What Are Smallville and AI Town?
"Smallville" and "AI Town" are sophisticated computer simulation programs featuring non-playable characters (NPC) who can autonomously engage in human-like social interactions. Smallville is first published in a research paper from Stanford University and Google. Inspired by this paper, A16Z infra team developed AI Town.
The most remarkable aspect of these simulations is their level of autonomy, far surpassing anything we have seen in the realm of computer-controlled NPCs. These fully autonomous NPCs can plan, act, and reflect based on predefined identities and overarching goals, all of which are powered by the advanced large language model (e.g., GPT3.5).
Why Are They Interesting?
These simulations are not only revolutionary for the gaming industry, but also for large scale research experiments that delve into human behavior analysis.

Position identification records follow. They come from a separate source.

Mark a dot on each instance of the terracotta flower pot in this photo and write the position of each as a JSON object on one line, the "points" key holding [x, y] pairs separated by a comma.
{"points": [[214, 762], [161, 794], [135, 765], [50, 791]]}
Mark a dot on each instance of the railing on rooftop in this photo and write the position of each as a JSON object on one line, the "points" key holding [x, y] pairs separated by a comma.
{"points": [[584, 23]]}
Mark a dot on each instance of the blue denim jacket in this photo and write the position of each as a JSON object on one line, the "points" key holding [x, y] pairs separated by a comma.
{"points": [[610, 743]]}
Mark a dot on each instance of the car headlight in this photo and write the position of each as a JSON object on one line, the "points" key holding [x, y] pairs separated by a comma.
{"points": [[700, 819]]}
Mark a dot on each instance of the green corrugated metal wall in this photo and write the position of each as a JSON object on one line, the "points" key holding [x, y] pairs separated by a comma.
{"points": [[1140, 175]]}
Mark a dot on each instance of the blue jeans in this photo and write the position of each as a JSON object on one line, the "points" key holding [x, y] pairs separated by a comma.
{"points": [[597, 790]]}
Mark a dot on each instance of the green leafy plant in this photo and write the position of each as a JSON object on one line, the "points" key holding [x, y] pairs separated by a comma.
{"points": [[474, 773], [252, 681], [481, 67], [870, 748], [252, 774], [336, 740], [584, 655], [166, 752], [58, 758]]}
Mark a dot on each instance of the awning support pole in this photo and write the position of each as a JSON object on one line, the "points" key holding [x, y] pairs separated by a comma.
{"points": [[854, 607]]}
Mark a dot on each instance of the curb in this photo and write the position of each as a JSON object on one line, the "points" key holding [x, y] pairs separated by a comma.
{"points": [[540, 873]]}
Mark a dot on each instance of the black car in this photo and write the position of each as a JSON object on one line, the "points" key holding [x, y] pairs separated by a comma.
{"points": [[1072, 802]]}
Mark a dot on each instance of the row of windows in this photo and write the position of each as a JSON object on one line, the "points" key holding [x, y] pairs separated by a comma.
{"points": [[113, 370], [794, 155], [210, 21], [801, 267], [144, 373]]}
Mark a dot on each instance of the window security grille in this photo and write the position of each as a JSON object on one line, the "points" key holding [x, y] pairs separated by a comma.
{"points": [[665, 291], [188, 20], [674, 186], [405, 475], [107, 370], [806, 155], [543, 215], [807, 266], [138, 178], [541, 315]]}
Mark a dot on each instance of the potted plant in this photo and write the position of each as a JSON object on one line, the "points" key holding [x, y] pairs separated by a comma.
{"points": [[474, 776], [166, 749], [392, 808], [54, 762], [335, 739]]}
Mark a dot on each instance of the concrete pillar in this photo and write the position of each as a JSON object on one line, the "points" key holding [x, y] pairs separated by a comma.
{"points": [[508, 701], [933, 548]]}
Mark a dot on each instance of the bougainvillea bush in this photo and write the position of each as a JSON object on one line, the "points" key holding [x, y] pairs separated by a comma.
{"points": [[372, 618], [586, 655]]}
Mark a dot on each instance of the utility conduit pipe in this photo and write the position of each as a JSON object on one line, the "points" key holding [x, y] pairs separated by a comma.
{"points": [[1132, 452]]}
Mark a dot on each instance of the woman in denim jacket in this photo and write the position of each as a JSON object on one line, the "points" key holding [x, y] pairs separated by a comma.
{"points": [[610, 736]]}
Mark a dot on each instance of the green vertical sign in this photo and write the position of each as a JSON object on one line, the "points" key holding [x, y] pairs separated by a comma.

The ability to customize characters and design environments to your liking is an incredible AI advancement with immense potential and influence. It’s akin to being a god in a virtual realm, where you shape inhabitants and landscapes, all while witnessing events and interactions seamlessly unfold in response to your creative decisions.
Let's Compare Them
We will compare the environmental setup and generative agent architecture, as well as explore customization options of these simulations. The simulation architecture, depicted in the diagram below, is designed with human-inspired intelligence to inform character behavior.
Our discussion will be structured in four main sections:
- Perception and Memory
- Planning and Reflection
Image Source: Smallville paper (https://arxiv.org/abs/2304.03442)
Before diving into details, below is an over-simplified overview of their differences.
|🌳 Environment||More realistic as a human world||More like a chat room setup|
|🧐 Perception||Most new events nearby||Chat history, Character identity|
|🧠 Memory Retrieval||Importance, relevance and recency based||<-- same|
|📝 Planning||Detailed hourly plans||Pre-programmed goal for simple plans|
|🤔 Reflection||Focal point based reflection||Through simple predefined prompt|
|🤼🏼 Action||Many: party, coffee, cooking etc.||walk, talk, idle|
|⚙️ Customization||Character identity||Character identity, Map|
The agent’s actions and observations are strongly influenced by the environments in which they "live". In both simulations, agents follow the shortest calculated path to reach their target. The key difference between the simulation environments lies in the structure and the agent's understanding of their surroundings.
In smallville, similar to the human world, agents can discern environmental details such as houses, bedrooms, grocery stores. In contrast, AI Town resembles a chat room, where agents are unable to capture specific environment details.
Interaction with Environment
Agents not only recognize their environments, but also possess the ability to alter the state of objects they interact with. For example, if an agent is brewing a cup of coffee, then the state of the coffee machine will be turned from ‘off’ to ‘on’.
This feature does not apply.
Agent Path Calculation Algorithm
The simulation utilizes a modified breadth-first search (BFS) algorithm with multiple targets to find the nearest path from an agent’s current location to the target coordinate among four neighboring coordinates around the endpoint.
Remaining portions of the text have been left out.